Nemici della democrazia, golpisti mancati. «Se ci sarà un’incriminazione di Donald Trump per cattiva gestione di informazioni classificate, dopo la debacle Clinton…allora ci saranno rivolte nelle strade»: il senatore repubblicano Lindsey Graham, uno dei più stretti alleati del tycoon, evoca lo spettro di una guerra civile nel caso il dipartimento di Giustizia decida di mandare a processo l’ex presidente in quello che qualcuno ha già ribattezzato il `Mar-a-Lago-Gate´. Tanto più, come ricorda velatamente, dopo la controversa archiviazione dell’Emailgate, lo scandalo del server privato usato dall’allora segretaria di Stato Hillary Clinton anche per la gestione di informazioni classificate e delle migliaia di email cancellate.
Un precedente dell’epoca Obama invocato anche dal Wall Street Journal in un editoriale per chiedere che per Trump siano usati gli stessi standard, a meno che non emergano «nuovi dettagli». Su una linea opposta – a conferma della polarizzazione del Paese – il New York Times e il Washington Post, che sollecitano il dipartimento di Giustizia ad andare avanti anche a rischio di una «escalation politica» e di «tumulti» per evitare «la percezione che l’America stia diventando una repubblica delle banane» e di mandare «un pericoloso messaggio di impunità».
A far salire la tensione è anche la minaccia dei Repubblicani, spinti dall’ala trumpiana del partito, di lanciare una serie di contro-inchieste contro l’amministrazione Biden se conquisteranno la Camera a Midterm. In cima alla lista, gli affari all’estero (in particolare in Ucraina e Cina) di Hunter Biden, quando il padre Joe era vicepresidente, e l’indagine tuttora pendente sulla sua presunta evasione fiscale. Nel mirino anche l’attorney general Merrick Garland per la asserita `politicizzazione´ della giustizia dopo il suo ok alla perquisizione dell’Fbi a Mar-a-Lago.
Nella blacklist figura inoltre il segretario alla Sicurezza interna Alejandro Mayorkas per la gestione della crisi migratoria, con un record di 1,8 milioni di clandestini arrestati al confine col Messico dallo scorso ottobre: 32 deputati repubblicani già sostengono una risoluzione di impeachment. Non manca il famoso immunologo Anthony Fauci, il consigliere della Casa Bianca per la lotta al Covid, sospettato di aver minimizzato la tesi sull’origine del coronavirus in un laboratorio cinese.

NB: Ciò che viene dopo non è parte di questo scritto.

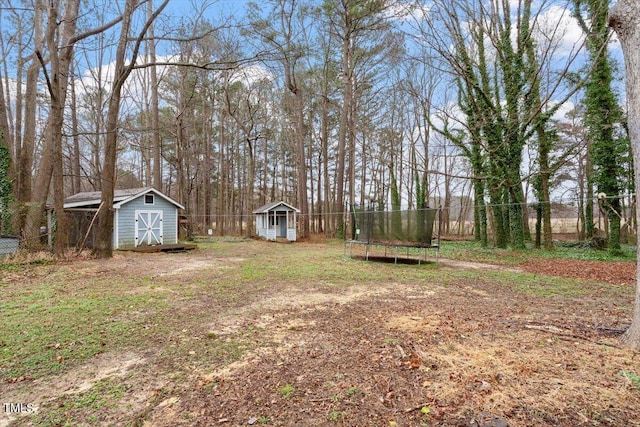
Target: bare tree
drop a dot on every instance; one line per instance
(624, 18)
(104, 239)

In genere il partito di opposizione che controlla la Camera usa i suoi poteri di controllo per rendere la vita difficile al governo: lo fecero i repubblicani con la Clinton per il caso Benghazi, mentre i dem hanno lanciato le inchieste sui rapporti di Trump con la Russia, l’Ucraina e l’assalto al Capitol. Ma ora si rischia che la politica diventi solo battaglia giudiziaria in un clima avvelenato di vendetta. Dove le minacce arrivano anche al personale degli Archivi Statali che hanno denunciato la scomparsa dei documenti classificati: carte che il tycoon conservava in luogo insicuro in mezzo a menù e ritagli di giornali, portandoli persino nella camere d’albergo nei suoi in viaggio all’estero, inclusi Paesi considerati avversari.
Trump ora non trova di meglio che chiedere «nuove elezioni immediatamente» accusando l’Fbi di aver insabbiato prima del voto la storia del computer di Hunter con presunte email sull’aiuto del padre nei suoi affari ucraini. Nel frattempo ospita e rilancia sul suo social Truth, sempre più in difficoltà finanziarie, decine di account cospirazionisti legati alla teoria QAnon. Tra i messaggi ripostati una immagine dello stesso ex presidente su un trono con una corona e l’emblema Q di QAnon dietro di lui, nonché un appello alla «guerra civile»: quella evocata dal senatore Graham.